Avoid These Common Debt Consolidation Loan Traps

Consumer debt in the USA continues to grow, closing in on $14 trillion dollars, as 2018 comes to a close. Consumer debt has increased every quarter for the past 4 years, according to the New York Fed. No surprise, a lot of Americans are struggling with debt.

If your debts are growing, or they have reached the point where they are out of control, it is smart to look for a debt solution.

You may have already narrowed down your debt relief options and decided that a loan for debt consolidation is your best option. Before you begin to review lenders or debt relief companies that can help, here are a few common debt consolidation loan mistakes to avoid.

Not Understanding the True Costs and Duration of Your Loan

Debt consolidation loans are, obviously, not free money.
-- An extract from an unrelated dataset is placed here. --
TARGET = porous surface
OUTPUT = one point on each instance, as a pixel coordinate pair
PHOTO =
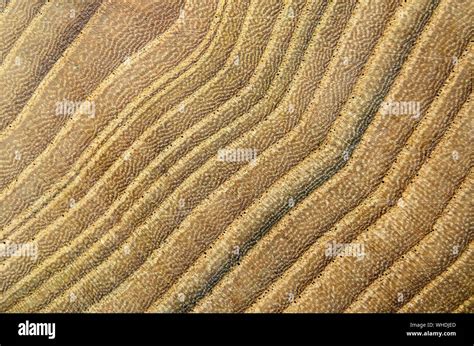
(236, 156)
It makes sense to take out a debt consolidation loan if it can save you money overall. When you calculate the benefit of loan consolidation be sure you pay attention to any fees you pay, the size and affordability of your monthly payment, and how many payments you are required to make.

You will need to compare the total amount of interest you are paying on your current debts and how long they will take to repay at your current rate of payment. Compare the two options carefully, so it is clear that you will benefit from the loan.

If you have not read and understood the fine print before you sign the loan, you are making the most common mistake. Be sure you know: costs, terms, how the result compares to others solutions, as well as understanding negative consequences you may face if you don’t make payments as agreed.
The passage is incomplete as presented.